Laboratory Procedure for Total DNA Isolation

• Step 1: Sample Preparation:     - Take a frozen fish sample and slice/chop it finely using a razor blade.     - Place the sample into a $1.5\,ml$ microfuse tube.     - Optionally, grind the sample further using a micro-pestle.

• Step 2: Lysis and Protein Digestion:     - Add $180\,\mu l$ of ATL Buffer (a lysis buffer) to dissolve the plasma membrane, outer mitochondrial membrane, and inner mitochondrial membrane to release the DNA.     - Add $20\,\mu l$ of Proteinase K to digest proteins.     - Enzyme Inhibition: This step is crucial to disable lysosomal enzymes that would otherwise degrade the DNA molecules.

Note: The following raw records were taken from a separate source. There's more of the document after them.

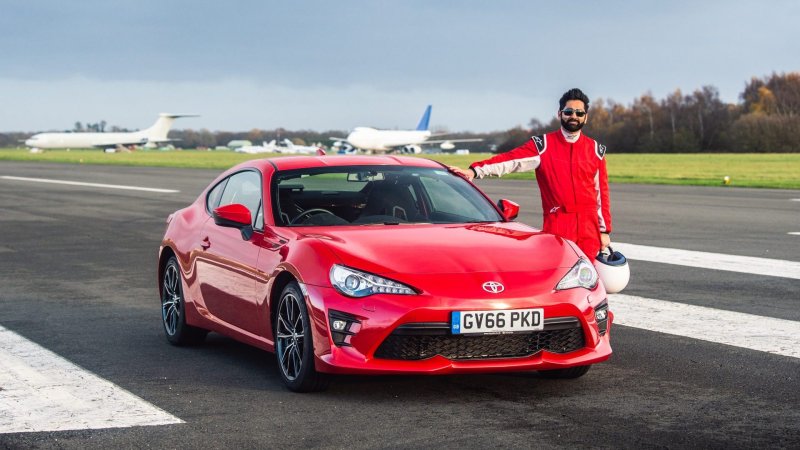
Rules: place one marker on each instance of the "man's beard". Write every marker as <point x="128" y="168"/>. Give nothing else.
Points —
<point x="570" y="124"/>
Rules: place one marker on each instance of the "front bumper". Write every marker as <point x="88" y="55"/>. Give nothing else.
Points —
<point x="391" y="334"/>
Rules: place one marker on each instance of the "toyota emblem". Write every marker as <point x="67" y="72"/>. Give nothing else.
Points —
<point x="493" y="287"/>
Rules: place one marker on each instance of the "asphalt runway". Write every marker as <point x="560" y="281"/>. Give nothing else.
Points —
<point x="77" y="277"/>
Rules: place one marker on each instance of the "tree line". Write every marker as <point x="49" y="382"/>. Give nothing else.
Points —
<point x="766" y="119"/>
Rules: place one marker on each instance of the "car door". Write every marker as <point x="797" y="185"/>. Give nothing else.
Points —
<point x="227" y="268"/>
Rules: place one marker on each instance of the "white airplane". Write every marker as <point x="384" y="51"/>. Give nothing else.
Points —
<point x="150" y="137"/>
<point x="408" y="141"/>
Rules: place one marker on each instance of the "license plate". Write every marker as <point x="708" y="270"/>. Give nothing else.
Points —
<point x="497" y="321"/>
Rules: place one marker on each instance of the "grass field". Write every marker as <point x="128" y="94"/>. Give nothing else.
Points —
<point x="764" y="170"/>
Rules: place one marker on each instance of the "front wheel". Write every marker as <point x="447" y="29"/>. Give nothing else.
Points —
<point x="173" y="309"/>
<point x="294" y="345"/>
<point x="572" y="372"/>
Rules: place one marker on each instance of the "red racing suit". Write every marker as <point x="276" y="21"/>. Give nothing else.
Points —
<point x="573" y="182"/>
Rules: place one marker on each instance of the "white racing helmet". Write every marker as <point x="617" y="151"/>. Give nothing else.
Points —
<point x="613" y="270"/>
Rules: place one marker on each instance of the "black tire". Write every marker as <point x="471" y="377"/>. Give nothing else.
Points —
<point x="572" y="372"/>
<point x="173" y="310"/>
<point x="294" y="344"/>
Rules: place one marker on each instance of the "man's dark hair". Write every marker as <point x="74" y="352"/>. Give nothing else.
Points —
<point x="573" y="94"/>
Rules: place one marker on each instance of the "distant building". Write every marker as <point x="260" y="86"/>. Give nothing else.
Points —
<point x="233" y="145"/>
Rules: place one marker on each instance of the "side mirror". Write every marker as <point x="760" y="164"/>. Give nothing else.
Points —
<point x="509" y="209"/>
<point x="237" y="216"/>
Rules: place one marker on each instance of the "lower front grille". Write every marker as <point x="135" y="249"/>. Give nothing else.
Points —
<point x="421" y="341"/>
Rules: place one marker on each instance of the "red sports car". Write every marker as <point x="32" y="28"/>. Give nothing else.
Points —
<point x="377" y="265"/>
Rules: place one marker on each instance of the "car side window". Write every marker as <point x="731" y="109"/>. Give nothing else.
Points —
<point x="212" y="200"/>
<point x="244" y="188"/>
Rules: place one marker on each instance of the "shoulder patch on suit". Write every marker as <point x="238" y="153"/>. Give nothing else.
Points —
<point x="541" y="143"/>
<point x="600" y="149"/>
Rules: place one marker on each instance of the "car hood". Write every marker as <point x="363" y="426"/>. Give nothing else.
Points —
<point x="442" y="249"/>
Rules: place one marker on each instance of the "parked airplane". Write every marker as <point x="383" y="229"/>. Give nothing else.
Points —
<point x="265" y="147"/>
<point x="408" y="141"/>
<point x="150" y="137"/>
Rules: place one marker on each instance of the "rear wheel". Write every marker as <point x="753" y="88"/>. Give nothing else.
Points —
<point x="294" y="345"/>
<point x="173" y="309"/>
<point x="572" y="372"/>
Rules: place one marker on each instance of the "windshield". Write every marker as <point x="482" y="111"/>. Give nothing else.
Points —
<point x="368" y="195"/>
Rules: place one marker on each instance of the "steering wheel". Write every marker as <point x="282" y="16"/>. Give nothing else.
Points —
<point x="310" y="212"/>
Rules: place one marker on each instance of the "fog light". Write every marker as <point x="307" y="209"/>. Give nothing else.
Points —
<point x="341" y="325"/>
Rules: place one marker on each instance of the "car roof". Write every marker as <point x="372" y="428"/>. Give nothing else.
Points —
<point x="302" y="162"/>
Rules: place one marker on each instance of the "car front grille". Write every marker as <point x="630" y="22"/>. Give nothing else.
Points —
<point x="418" y="341"/>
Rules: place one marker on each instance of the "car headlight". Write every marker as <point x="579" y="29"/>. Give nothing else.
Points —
<point x="582" y="274"/>
<point x="356" y="283"/>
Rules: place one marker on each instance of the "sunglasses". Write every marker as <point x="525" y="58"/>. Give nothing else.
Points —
<point x="569" y="111"/>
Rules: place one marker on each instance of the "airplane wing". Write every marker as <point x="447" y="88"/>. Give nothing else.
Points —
<point x="116" y="142"/>
<point x="453" y="140"/>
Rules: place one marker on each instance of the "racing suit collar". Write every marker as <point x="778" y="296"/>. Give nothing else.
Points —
<point x="570" y="136"/>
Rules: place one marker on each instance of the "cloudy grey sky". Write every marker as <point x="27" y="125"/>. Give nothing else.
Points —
<point x="323" y="65"/>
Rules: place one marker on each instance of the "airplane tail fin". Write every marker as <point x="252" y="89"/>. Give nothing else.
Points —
<point x="158" y="132"/>
<point x="426" y="118"/>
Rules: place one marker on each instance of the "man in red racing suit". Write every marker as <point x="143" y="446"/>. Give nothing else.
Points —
<point x="571" y="173"/>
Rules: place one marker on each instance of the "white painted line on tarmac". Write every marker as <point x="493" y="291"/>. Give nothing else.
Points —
<point x="716" y="261"/>
<point x="41" y="391"/>
<point x="765" y="334"/>
<point x="97" y="185"/>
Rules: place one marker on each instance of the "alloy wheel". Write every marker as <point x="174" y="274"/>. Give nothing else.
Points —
<point x="290" y="336"/>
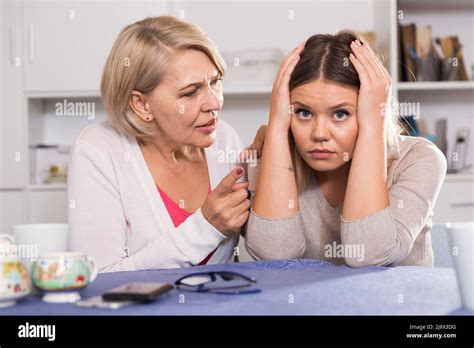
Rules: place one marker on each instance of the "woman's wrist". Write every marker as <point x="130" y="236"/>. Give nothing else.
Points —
<point x="277" y="128"/>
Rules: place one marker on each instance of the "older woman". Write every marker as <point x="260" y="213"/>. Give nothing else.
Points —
<point x="148" y="188"/>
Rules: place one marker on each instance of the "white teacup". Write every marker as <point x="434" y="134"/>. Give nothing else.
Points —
<point x="39" y="239"/>
<point x="462" y="241"/>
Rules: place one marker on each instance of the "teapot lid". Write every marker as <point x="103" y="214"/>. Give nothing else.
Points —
<point x="6" y="243"/>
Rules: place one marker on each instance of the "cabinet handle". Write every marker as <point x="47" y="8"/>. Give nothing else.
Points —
<point x="31" y="39"/>
<point x="462" y="204"/>
<point x="13" y="54"/>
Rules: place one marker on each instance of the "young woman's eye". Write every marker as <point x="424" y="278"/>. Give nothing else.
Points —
<point x="303" y="114"/>
<point x="341" y="115"/>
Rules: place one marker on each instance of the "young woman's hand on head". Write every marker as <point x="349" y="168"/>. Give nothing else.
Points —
<point x="280" y="112"/>
<point x="375" y="84"/>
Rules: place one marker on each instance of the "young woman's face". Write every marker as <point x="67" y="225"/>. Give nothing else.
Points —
<point x="324" y="118"/>
<point x="189" y="97"/>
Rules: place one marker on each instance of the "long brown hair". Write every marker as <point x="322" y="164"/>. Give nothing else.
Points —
<point x="326" y="57"/>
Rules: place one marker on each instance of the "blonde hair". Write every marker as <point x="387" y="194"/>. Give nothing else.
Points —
<point x="321" y="59"/>
<point x="137" y="61"/>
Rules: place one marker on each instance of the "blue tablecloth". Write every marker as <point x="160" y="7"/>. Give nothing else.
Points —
<point x="288" y="287"/>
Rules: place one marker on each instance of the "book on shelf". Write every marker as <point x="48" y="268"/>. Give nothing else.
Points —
<point x="422" y="58"/>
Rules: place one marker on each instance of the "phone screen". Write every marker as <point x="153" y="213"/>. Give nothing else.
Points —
<point x="137" y="291"/>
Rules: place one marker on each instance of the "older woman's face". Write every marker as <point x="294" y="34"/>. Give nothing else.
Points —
<point x="186" y="104"/>
<point x="324" y="119"/>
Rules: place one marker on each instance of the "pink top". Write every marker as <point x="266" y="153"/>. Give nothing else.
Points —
<point x="179" y="215"/>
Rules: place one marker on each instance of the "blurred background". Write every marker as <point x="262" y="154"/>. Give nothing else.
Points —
<point x="52" y="55"/>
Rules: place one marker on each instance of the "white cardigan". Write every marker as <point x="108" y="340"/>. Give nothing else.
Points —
<point x="116" y="214"/>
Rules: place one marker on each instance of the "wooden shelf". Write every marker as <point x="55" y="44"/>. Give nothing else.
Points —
<point x="257" y="91"/>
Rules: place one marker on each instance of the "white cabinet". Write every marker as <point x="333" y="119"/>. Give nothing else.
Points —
<point x="13" y="155"/>
<point x="12" y="208"/>
<point x="455" y="202"/>
<point x="47" y="206"/>
<point x="67" y="42"/>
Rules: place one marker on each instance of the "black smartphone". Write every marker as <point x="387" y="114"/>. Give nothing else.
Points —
<point x="137" y="291"/>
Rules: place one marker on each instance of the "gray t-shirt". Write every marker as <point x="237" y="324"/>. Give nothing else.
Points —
<point x="396" y="235"/>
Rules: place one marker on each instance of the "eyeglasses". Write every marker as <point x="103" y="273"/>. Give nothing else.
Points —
<point x="226" y="283"/>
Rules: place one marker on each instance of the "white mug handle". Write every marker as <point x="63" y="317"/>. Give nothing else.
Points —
<point x="93" y="267"/>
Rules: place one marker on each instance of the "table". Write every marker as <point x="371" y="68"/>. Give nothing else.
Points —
<point x="289" y="287"/>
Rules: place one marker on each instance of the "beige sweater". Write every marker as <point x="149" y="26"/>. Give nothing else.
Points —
<point x="396" y="235"/>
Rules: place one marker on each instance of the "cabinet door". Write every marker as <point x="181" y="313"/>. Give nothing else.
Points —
<point x="455" y="202"/>
<point x="67" y="42"/>
<point x="48" y="206"/>
<point x="12" y="210"/>
<point x="13" y="154"/>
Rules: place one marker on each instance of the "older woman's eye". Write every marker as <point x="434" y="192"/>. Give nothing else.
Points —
<point x="214" y="82"/>
<point x="341" y="115"/>
<point x="303" y="114"/>
<point x="190" y="94"/>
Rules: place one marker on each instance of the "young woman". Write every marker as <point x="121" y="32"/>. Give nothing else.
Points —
<point x="335" y="180"/>
<point x="148" y="188"/>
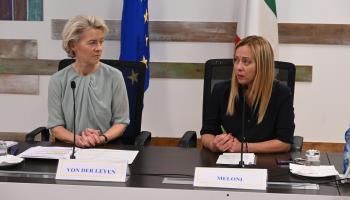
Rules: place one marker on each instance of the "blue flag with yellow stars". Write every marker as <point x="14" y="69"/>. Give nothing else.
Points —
<point x="134" y="43"/>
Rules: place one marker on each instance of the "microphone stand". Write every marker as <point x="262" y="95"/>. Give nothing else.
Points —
<point x="72" y="84"/>
<point x="243" y="139"/>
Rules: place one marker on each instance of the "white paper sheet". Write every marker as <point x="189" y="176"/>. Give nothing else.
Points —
<point x="47" y="152"/>
<point x="313" y="171"/>
<point x="107" y="154"/>
<point x="234" y="158"/>
<point x="10" y="143"/>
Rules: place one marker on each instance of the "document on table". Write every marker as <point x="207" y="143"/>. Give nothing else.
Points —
<point x="10" y="143"/>
<point x="107" y="154"/>
<point x="313" y="171"/>
<point x="84" y="154"/>
<point x="47" y="152"/>
<point x="234" y="158"/>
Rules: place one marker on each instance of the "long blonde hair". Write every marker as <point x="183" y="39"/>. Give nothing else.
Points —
<point x="261" y="88"/>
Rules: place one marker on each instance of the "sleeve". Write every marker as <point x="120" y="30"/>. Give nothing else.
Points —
<point x="285" y="118"/>
<point x="120" y="103"/>
<point x="55" y="111"/>
<point x="211" y="113"/>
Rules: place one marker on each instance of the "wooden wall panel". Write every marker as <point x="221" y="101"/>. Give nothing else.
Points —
<point x="6" y="10"/>
<point x="314" y="33"/>
<point x="18" y="49"/>
<point x="192" y="31"/>
<point x="20" y="9"/>
<point x="167" y="31"/>
<point x="290" y="33"/>
<point x="19" y="84"/>
<point x="28" y="66"/>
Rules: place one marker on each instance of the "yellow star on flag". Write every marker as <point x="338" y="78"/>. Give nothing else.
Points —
<point x="133" y="77"/>
<point x="145" y="16"/>
<point x="144" y="60"/>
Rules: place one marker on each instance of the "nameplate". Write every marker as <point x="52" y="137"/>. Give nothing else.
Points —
<point x="92" y="170"/>
<point x="231" y="178"/>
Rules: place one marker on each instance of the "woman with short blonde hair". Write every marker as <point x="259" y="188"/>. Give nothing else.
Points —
<point x="101" y="100"/>
<point x="74" y="28"/>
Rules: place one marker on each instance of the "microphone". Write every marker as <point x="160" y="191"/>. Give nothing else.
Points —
<point x="243" y="139"/>
<point x="72" y="85"/>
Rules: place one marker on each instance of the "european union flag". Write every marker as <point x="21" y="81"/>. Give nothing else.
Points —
<point x="134" y="43"/>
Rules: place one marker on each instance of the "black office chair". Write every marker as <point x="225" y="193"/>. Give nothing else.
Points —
<point x="133" y="134"/>
<point x="219" y="70"/>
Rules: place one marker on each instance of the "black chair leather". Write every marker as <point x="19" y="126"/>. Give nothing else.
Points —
<point x="133" y="134"/>
<point x="218" y="70"/>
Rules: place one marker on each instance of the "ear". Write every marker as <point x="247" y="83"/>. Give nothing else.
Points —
<point x="72" y="45"/>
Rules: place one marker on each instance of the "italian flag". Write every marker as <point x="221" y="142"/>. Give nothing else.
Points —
<point x="258" y="17"/>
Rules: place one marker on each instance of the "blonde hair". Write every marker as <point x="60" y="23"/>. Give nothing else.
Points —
<point x="76" y="26"/>
<point x="261" y="88"/>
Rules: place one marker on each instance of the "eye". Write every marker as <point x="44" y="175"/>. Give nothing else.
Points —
<point x="246" y="61"/>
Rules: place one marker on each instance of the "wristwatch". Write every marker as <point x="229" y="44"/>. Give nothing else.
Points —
<point x="105" y="137"/>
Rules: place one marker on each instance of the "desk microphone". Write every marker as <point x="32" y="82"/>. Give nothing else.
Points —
<point x="243" y="139"/>
<point x="72" y="85"/>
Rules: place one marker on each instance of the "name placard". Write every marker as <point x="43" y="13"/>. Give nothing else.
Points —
<point x="231" y="178"/>
<point x="92" y="170"/>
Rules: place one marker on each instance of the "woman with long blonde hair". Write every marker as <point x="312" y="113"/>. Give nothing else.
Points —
<point x="269" y="115"/>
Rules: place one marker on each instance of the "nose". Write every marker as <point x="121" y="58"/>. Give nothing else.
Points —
<point x="99" y="46"/>
<point x="239" y="66"/>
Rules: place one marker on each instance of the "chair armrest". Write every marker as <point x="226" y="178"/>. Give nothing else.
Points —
<point x="188" y="140"/>
<point x="297" y="143"/>
<point x="45" y="134"/>
<point x="143" y="139"/>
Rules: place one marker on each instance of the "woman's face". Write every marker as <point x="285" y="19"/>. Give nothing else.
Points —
<point x="89" y="48"/>
<point x="244" y="65"/>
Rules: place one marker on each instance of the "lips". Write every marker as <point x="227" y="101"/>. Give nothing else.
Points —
<point x="240" y="77"/>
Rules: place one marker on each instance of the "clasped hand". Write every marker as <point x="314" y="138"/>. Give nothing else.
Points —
<point x="89" y="138"/>
<point x="226" y="143"/>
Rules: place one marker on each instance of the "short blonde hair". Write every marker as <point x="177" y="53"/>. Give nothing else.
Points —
<point x="76" y="26"/>
<point x="261" y="89"/>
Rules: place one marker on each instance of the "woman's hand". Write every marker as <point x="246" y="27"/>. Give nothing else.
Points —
<point x="222" y="142"/>
<point x="236" y="146"/>
<point x="90" y="138"/>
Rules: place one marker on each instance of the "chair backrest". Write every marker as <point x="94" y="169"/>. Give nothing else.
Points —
<point x="219" y="70"/>
<point x="135" y="91"/>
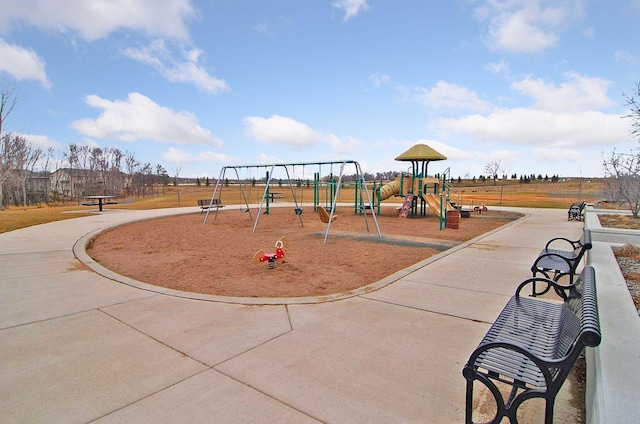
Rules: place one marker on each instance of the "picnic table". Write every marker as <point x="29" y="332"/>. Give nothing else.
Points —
<point x="100" y="201"/>
<point x="275" y="195"/>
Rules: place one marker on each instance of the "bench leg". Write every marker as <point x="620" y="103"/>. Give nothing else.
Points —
<point x="501" y="408"/>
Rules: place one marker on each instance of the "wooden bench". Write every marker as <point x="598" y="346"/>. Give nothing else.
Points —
<point x="207" y="204"/>
<point x="533" y="345"/>
<point x="575" y="211"/>
<point x="558" y="262"/>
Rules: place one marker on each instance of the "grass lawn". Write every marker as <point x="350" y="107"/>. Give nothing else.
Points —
<point x="512" y="193"/>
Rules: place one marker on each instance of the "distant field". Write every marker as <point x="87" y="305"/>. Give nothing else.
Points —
<point x="511" y="193"/>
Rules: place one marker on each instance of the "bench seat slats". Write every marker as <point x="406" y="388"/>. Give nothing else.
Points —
<point x="533" y="345"/>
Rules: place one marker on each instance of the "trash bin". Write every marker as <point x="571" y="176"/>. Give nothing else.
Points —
<point x="453" y="219"/>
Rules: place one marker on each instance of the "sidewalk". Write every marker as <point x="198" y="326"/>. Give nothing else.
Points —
<point x="77" y="347"/>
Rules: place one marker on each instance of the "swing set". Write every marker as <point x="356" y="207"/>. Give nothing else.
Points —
<point x="332" y="188"/>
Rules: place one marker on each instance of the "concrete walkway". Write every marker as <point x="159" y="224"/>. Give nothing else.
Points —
<point x="77" y="347"/>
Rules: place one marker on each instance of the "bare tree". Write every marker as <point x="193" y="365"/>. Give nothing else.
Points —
<point x="493" y="169"/>
<point x="623" y="169"/>
<point x="6" y="164"/>
<point x="633" y="101"/>
<point x="176" y="176"/>
<point x="25" y="158"/>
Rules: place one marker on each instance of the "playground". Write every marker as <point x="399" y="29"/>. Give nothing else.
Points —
<point x="217" y="258"/>
<point x="248" y="249"/>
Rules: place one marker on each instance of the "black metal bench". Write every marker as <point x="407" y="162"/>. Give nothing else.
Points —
<point x="209" y="204"/>
<point x="575" y="211"/>
<point x="556" y="262"/>
<point x="532" y="346"/>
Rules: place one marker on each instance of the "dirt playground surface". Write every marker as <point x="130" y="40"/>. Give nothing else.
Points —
<point x="183" y="253"/>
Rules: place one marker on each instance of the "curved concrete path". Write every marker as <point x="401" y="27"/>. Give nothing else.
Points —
<point x="77" y="347"/>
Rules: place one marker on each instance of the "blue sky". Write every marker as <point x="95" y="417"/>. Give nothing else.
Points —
<point x="195" y="85"/>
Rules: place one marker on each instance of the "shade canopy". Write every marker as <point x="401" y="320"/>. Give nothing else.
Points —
<point x="423" y="154"/>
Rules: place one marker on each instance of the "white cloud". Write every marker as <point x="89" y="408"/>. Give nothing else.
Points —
<point x="578" y="93"/>
<point x="537" y="127"/>
<point x="626" y="57"/>
<point x="280" y="130"/>
<point x="500" y="68"/>
<point x="565" y="116"/>
<point x="22" y="64"/>
<point x="41" y="141"/>
<point x="557" y="155"/>
<point x="351" y="8"/>
<point x="188" y="70"/>
<point x="452" y="153"/>
<point x="94" y="20"/>
<point x="179" y="156"/>
<point x="526" y="26"/>
<point x="452" y="96"/>
<point x="379" y="79"/>
<point x="139" y="118"/>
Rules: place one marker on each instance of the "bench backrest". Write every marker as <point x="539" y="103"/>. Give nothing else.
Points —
<point x="580" y="325"/>
<point x="203" y="202"/>
<point x="583" y="245"/>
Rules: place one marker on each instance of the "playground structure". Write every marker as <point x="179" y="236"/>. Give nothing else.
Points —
<point x="331" y="186"/>
<point x="421" y="192"/>
<point x="272" y="258"/>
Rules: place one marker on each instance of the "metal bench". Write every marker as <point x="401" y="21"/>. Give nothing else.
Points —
<point x="552" y="262"/>
<point x="532" y="346"/>
<point x="575" y="211"/>
<point x="206" y="204"/>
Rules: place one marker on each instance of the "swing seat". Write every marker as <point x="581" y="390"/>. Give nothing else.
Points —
<point x="324" y="215"/>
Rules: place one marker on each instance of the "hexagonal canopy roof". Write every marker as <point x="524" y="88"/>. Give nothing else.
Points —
<point x="420" y="153"/>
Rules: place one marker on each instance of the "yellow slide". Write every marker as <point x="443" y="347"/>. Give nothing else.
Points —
<point x="388" y="190"/>
<point x="434" y="203"/>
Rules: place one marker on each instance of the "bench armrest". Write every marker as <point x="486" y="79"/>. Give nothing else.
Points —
<point x="561" y="290"/>
<point x="570" y="261"/>
<point x="574" y="243"/>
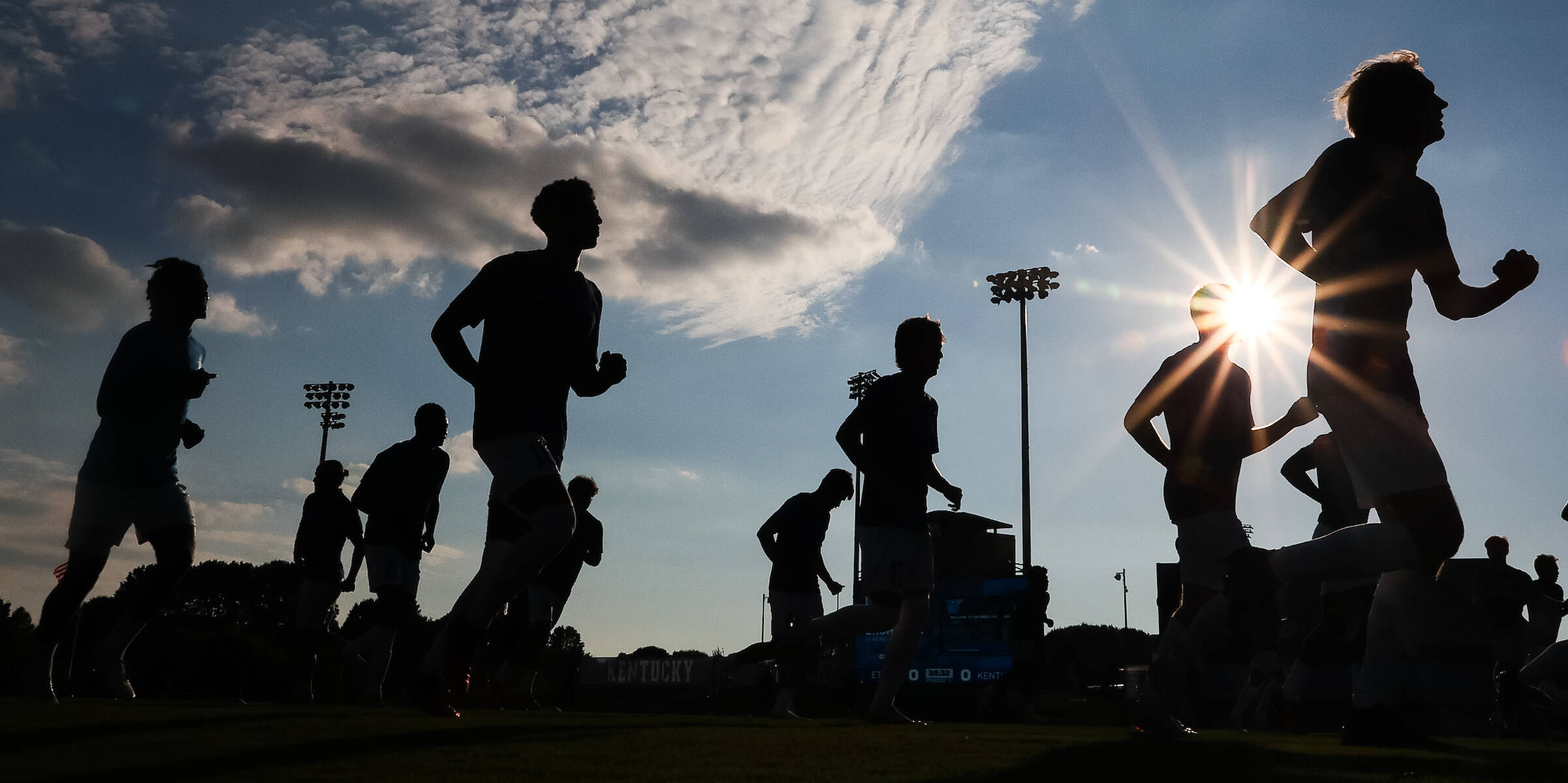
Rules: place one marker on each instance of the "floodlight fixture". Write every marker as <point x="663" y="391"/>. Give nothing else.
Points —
<point x="1021" y="286"/>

• Step 3: Incubation:     - Incubate the mixture at $56^\circ C$.     - This temperature physically melts lipid membranes (fats), denatures extraneous proteins/enzymes, frees DNA from protein associations, and provides the optimal environment for Proteinase K activity.

• Step 4: DNA Conditioning:     - Mix $200\,\mu l$ of Ethanol with $200\,\mu l$ of Buffer AT.     - This mixture conditions the DNA, making it "sticky" so it will bind to the filter membrane.

• Step 5: DNA Binding:     - Pipette the mixture onto a DNeasy Mini Spin Column containing a fibrous membrane.     - Centrifuge the column. The DNA binds to the filter, while unwanted cellular debris and contaminants pass through into the collection tube.

• Step 6: Washing:     - Wash 1: Add AW1 Wash Buffer and spin to remove salts and residual ethanol.     - Wash 2: Add AW2 Wash Buffer and spin to remove remaining proteins, lipids, and other contaminants.     - Drying Spin: Centrifuge at $14000$ (rpm) for $3$ minutes to ensure the membrane is completely dry.

• Step 7: Elution:     - Place the filter into a clean, new $1.5\,ml$ microfuse tube.     - Add $100\,\mu l$ of Molecular Biology Grade Water. This water is ultra-pure, more filtered than distilled water, and guaranteed to be "nuclease-free."     - Incubate for $5$ minutes to allow the water to release the DNA from the membrane.     - Centrifuge one final time to collect the purified DNA in the tube, then discard the filter.

• Next Steps: The purified DNA will be used to set up PCR reactions following the DNA collection process.